Competições da Street League Skateboarding, campanhas publicitárias e acordos com marcas globais, como a grife francesa Louis Vuitton, impulsionaram a atleta a um novo patamar financeiro.
A maranhense também investiu em estrutura própria, com imóveis e pista de skate particular, demonstrando planejamento e visão de longo prazo para sustentar a carreira dentro e fora das pistas.
Um ano que valeu milhões
Se Rayssa construiu fortuna ao longo de temporadas vitoriosas, Melody viveu uma explosão financeira em apenas um ano. Aos 19 anos, a cantora afirma ter faturado R$ 50 milhões em 2025, metade do patrimônio acumulado pela skatista em toda a carreira.

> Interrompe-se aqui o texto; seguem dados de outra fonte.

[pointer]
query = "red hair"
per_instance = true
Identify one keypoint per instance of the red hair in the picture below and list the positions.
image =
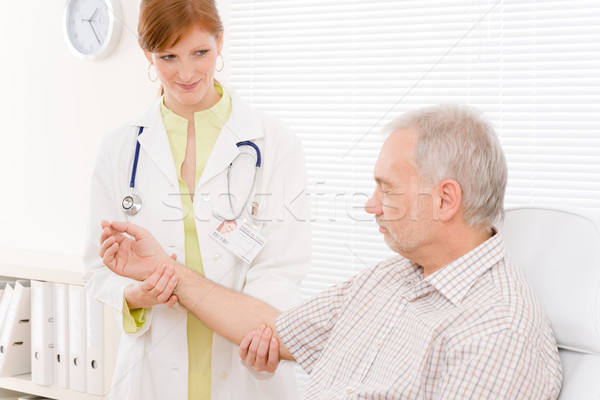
(163, 22)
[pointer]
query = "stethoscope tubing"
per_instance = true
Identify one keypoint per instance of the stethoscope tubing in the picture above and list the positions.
(135, 159)
(134, 201)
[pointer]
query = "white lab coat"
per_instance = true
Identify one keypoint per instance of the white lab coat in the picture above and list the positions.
(152, 363)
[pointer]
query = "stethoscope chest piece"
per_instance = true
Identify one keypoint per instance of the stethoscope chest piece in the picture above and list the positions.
(131, 204)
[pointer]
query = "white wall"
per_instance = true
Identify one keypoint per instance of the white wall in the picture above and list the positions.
(54, 109)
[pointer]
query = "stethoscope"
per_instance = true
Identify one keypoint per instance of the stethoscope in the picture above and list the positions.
(132, 203)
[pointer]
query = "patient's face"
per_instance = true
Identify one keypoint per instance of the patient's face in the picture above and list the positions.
(402, 201)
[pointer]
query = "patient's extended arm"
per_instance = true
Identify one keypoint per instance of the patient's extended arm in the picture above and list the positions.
(132, 251)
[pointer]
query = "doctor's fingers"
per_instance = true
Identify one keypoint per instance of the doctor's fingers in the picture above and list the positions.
(131, 229)
(150, 283)
(108, 255)
(106, 243)
(172, 301)
(165, 292)
(252, 358)
(245, 344)
(263, 353)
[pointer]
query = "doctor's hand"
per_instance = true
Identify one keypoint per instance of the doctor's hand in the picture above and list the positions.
(260, 350)
(135, 258)
(157, 289)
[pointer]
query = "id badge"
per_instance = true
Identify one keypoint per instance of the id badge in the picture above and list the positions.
(239, 238)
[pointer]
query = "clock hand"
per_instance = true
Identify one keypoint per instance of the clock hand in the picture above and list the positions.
(93, 15)
(93, 30)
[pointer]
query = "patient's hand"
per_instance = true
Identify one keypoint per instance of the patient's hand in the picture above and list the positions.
(157, 289)
(260, 350)
(135, 258)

A causa do sucesso financeiro de Melody foi a música “Jetski”, em parceria com Pedro Sampaio e MC Meno K. A música dominou o verão e o Carnaval, ultrapassando 140 milhões de reproduções e impulsionando shows, publicidade e crescimento nas redes sociais. Segundo Melody, o impacto foi grande: aumento de seguidores, agenda lotada e valorização da carreira.

Dois mercados, ritmos diferentes
O contraste chama atenção: de um lado, Rayssa apresenta ganhos graduais, sustentados por performance esportiva e contratos; de outro, Melody é exemplo da velocidade do mercado musical, principalmente no digital, capaz de transformar um hit em dezenas de milhões de reais em curto prazo.